Dezenove de junho de 2007: uma bela manhã como tantas outras que já passei na vida. O piloto automático foi acionado: preparar mamadeiras, trocar fraldas, levar as meninas à escola, voltar, ler os jornais, tomar banho, sair de casa… Tudo parecia perfeito, de acordo com o programa: Como levar uma vida pequeno-burguesa sem sobressaltos. No fim da tarde desse mesmo dia, um telefonema mudou minha vida. Meu pai estava no outro lado da ligação, pedindo que o levasse ao hospital porque estava se sentindo um pouco mal. Assim que desliguei o telefone, me vesti, peguei a chave do carro e novamente tocou o telefone: era minha mãe gritando para eu correr até a casa deles.
Corri como nunca antes na vida. Ao chegar, lá estava meu pai deitado no corredor, pupilas dilatadas, respiração ofegante. Imediatamente liguei para o hospital e, deitado ao lado dele, fui recebendo instruções de uma enfermeira. Não parecia, segundo ela, algo relacionado ao coração; assemelhava-se mais a alguma complicação cerebral.
Nesses minutos, enquanto aguardávamos a ambulância, fiquei falando com meu pai. Todo o seu lado direito parecia paralisado; o esquerdo ainda tinha pequenas reações musculares. Fiz algumas perguntas para ele e pedi que respondesse piscando uma ou duas vezes os olhos. Esses foram os últimos diálogos da minha vida com o meu pai. Depois de dois dias, foi diagnosticada morte cerebral.
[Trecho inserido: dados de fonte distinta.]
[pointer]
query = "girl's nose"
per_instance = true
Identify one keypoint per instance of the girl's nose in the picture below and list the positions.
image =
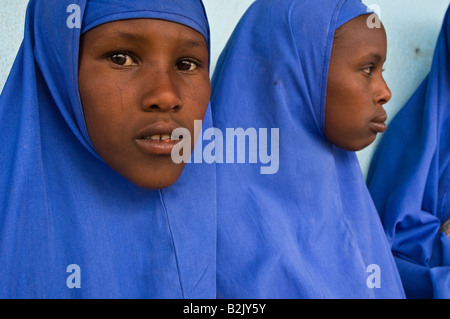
(384, 93)
(161, 93)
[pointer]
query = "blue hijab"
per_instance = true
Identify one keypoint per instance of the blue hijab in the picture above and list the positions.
(310, 230)
(70, 226)
(409, 179)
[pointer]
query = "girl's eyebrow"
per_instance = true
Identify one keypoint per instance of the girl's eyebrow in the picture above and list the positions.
(374, 56)
(138, 38)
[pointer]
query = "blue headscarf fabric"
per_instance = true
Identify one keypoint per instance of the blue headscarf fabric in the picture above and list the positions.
(66, 218)
(409, 179)
(310, 230)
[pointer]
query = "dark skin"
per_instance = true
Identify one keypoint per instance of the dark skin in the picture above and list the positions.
(140, 79)
(356, 90)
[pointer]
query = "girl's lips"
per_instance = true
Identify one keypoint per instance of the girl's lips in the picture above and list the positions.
(378, 124)
(155, 139)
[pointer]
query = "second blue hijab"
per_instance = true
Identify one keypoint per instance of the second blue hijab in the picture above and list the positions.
(310, 230)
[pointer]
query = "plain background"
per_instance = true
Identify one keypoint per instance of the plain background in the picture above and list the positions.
(412, 28)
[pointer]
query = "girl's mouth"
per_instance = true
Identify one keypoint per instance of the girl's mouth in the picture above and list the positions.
(156, 138)
(378, 124)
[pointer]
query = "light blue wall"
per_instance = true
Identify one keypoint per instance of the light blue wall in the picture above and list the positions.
(412, 28)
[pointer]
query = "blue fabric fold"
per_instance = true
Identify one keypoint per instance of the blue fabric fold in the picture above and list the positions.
(61, 205)
(310, 230)
(409, 179)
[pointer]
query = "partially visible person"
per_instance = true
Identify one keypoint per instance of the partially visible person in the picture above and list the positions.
(409, 179)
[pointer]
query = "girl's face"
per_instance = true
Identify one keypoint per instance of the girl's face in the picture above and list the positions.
(356, 90)
(139, 80)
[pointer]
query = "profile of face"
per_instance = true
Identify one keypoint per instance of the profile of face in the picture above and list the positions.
(139, 80)
(356, 90)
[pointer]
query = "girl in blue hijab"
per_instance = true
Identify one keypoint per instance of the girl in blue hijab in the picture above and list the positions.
(409, 179)
(310, 229)
(92, 205)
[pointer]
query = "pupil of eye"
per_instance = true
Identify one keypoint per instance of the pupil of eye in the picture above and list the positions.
(120, 59)
(185, 65)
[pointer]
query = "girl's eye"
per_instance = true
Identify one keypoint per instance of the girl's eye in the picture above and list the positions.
(368, 70)
(122, 59)
(187, 65)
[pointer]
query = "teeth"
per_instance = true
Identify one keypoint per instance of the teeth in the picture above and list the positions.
(165, 137)
(158, 137)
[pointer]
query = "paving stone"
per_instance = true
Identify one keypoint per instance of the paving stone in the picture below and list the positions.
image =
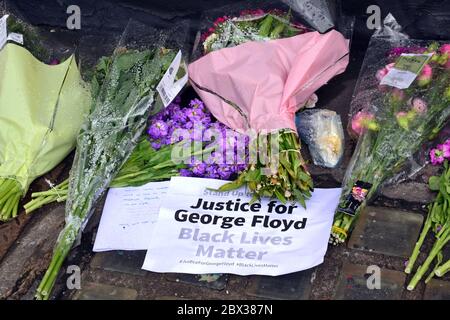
(293, 286)
(386, 231)
(129, 262)
(414, 192)
(212, 281)
(437, 290)
(30, 254)
(99, 291)
(352, 284)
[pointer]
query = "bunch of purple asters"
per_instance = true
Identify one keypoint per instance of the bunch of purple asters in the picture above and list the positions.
(438, 222)
(198, 121)
(441, 153)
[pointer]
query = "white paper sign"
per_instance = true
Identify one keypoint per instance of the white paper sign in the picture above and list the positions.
(232, 236)
(129, 216)
(16, 37)
(3, 31)
(405, 71)
(168, 88)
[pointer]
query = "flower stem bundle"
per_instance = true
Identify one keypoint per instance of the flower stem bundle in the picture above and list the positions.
(391, 129)
(438, 221)
(118, 118)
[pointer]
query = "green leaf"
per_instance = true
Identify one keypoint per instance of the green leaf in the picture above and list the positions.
(434, 183)
(280, 196)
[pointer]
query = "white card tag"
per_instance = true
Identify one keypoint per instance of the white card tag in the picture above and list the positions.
(405, 71)
(3, 31)
(16, 37)
(168, 88)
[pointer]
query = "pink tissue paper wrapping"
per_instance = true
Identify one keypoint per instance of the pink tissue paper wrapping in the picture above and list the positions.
(269, 81)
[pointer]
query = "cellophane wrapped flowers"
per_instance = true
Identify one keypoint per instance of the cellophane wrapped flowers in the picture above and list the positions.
(438, 222)
(250, 25)
(256, 85)
(392, 123)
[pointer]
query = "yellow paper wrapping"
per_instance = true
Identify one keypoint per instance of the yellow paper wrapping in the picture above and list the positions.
(41, 110)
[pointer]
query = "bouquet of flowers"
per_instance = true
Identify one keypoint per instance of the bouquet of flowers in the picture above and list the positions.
(438, 220)
(152, 160)
(410, 104)
(251, 25)
(117, 120)
(257, 86)
(38, 127)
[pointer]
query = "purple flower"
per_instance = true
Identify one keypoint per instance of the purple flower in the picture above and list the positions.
(211, 172)
(199, 168)
(445, 147)
(437, 156)
(185, 173)
(158, 129)
(224, 171)
(155, 145)
(179, 116)
(194, 114)
(197, 104)
(419, 105)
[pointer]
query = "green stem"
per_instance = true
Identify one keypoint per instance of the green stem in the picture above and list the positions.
(416, 251)
(437, 247)
(443, 269)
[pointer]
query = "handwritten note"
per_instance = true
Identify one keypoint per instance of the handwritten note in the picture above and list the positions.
(129, 216)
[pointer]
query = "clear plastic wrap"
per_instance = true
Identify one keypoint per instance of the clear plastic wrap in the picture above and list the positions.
(393, 122)
(305, 18)
(322, 131)
(124, 95)
(316, 12)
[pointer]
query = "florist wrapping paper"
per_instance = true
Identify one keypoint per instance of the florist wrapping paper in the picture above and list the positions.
(42, 108)
(268, 81)
(202, 231)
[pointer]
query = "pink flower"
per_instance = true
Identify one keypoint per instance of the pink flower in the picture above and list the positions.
(445, 147)
(425, 77)
(445, 49)
(398, 94)
(436, 156)
(402, 119)
(220, 20)
(54, 62)
(360, 121)
(419, 105)
(384, 71)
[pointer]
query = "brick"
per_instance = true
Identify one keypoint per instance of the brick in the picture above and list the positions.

Por que falar dessa experiência tão dolorosa, e pela qual tantos outros já passaram, aqui neste livro?
Meu pai era a correção em pessoa em matéria de saúde: não bebia, não fumava, era maratonista, corria mais de dez quilômetros por dia, comia só alimentos saudáveis, fazia exames periódicos. Aparentemente ele tinha o controle da vida; porém, o imponderável, o imensurável o levou embora.
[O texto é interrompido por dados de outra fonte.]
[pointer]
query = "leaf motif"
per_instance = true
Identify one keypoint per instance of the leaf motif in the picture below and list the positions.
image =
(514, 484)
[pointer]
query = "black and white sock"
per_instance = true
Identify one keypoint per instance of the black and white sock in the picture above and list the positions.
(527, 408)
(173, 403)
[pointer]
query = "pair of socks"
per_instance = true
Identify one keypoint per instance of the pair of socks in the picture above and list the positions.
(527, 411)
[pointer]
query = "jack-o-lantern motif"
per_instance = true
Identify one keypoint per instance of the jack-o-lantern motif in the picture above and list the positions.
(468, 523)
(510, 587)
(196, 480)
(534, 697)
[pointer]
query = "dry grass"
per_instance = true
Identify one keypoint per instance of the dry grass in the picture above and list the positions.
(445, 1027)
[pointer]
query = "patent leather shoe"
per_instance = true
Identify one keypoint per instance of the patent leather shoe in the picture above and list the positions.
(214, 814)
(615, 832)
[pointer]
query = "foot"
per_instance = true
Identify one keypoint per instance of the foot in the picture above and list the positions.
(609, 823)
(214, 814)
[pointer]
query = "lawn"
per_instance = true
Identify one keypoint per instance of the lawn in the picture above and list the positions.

Este livro tentará mostrar como a sociedade e, mais especialmente, a educação e a literatura estão cada vez mais preocupados em minimizar os efeitos colaterais da vida para as crianças, fornecendo-lhes doses diárias daquilo que se convencionou chamar de “politicamente correto”.
O pensamento adulto seria o de proteger a criança: falemos só de coisas boas, exaltemos a felicidade, a saúde, a família, a natureza e não nos atrevamos a falar sobre o outro lado, “o lado escuro da força”, como diria Darth Vader.
O relato da morte do meu pai é a prova de que criamos uma ilusão de controle sobre a vida: o outro lado ganha força quando o esquecemos ou rejeitamos. O politicamente correto é negação da própria vida.
Mas sempre foi assim? O politicamente correto está ganhando mais força atualmente? Como se contrapor a esse movimento? O que adultos têm feito com essas questões? Como a literatura destinada às crianças tem reproduzido isso? São essas as perguntas que pretendo discutir. O tema é tão atual que não consigo dar conta da avalanche de material que cai em minhas mãos. Sou um profissional da área da educação e da literatura, o que faz com que meu contato com os desafios do enfrentamento com o politicamente correto seja quase diário.
Imbuído dessa temática até o último fio de cabelo, tomei uma decisão perigosa: fugir do politicamente correto acadêmico. Isto é, não busquei uma linearidade racional na minha investigação, fiz sobrevôos, saltos e mergulhos teóricos de forma às vezes babélica. Sei das consequências possíveis dessa decisão, mas resolvi arriscar. O tema que escolhi para discorrer faz parte da minha vida, motivo pelo qual tenho muita dificuldade de buscar uma neutralidade, uma objetividade. Pascal no século XVII já refletia sobre a questão da neutralidade:
O homem não é mais do que um sujeito cheio de erro natural, e inapagável sem graça. Nada lhe mostra a verdade. Tudo o engana. Estes dois princípios de verdade, a razão e os sentidos, além de faltar a cada um sinceridade, enganam-se reciprocamente; os sentidos enganam a razão por falsas aparências. E esse mesmo logro que aplicam à alma, dela o recebem de volta por sua vez; ela revida. As paixões da alma os perturbam e lhes causam impressões falsas. Ambos mentem e se iludem à porfia (2005, p. 17).